なので、法的結婚関係にないカップルは、また別に手段を講じる必要があります。

遺言を書く

遺産相続において、法定相続人よりも優先されるのが遺言書の記述です。遺言書に名前と分配分を書いておけば、法定相続人ではない相手にも遺産を相続することができるのです。

他にも生前贈与を利用したり養子縁組を行うなどの手段が考えられますが、同性カップルがパートナーに遺産を分配したいと考えた場合、この方法がもっとも確実かつ手軽であると思います。

その上で、注意すべきことは大きく2点です。
まず、同性のパートナーは正式な配偶者ではないため、相続税の控除を申請できないこと。2016年現在、婚姻関係にないパートナーへの遺産は単なる遺贈とみなされ、相続税がかかるようになっています。

もう1つは、遺留分を考慮しておくことです。
遺産には、法的相続人が最低限相続できると決められている遺留分が存在しており、それは遺言書の適用範囲外とされてしまいます。親兄弟に理解があれば話がスムーズに進むかもしれませんが、もしパートナーに対して理解をしてもらっていなかった場合、争いの元となる恐れがあります。

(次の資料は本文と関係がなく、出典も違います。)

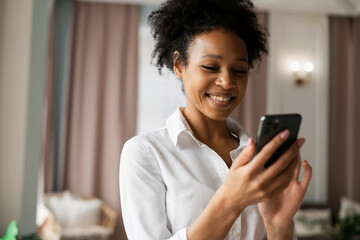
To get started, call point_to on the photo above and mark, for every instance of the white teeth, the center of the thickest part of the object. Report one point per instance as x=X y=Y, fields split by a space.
x=221 y=99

そのことも考慮し、遺留分を考慮した遺言書をあらかじめ作成しておくなどの対策が必要になってきます。

法的な壁を、できるだけ超える努力

同性パートナーを中心に、LGBTカップルには様々な法的な壁が立ちはだかっています。制度の改正がなされるのが一番の解決ではありますが、まだまだそれは難しい話。なので、それらをできるだけかわしていく手段を考えることがパートナーとの幸せの近道になるのです。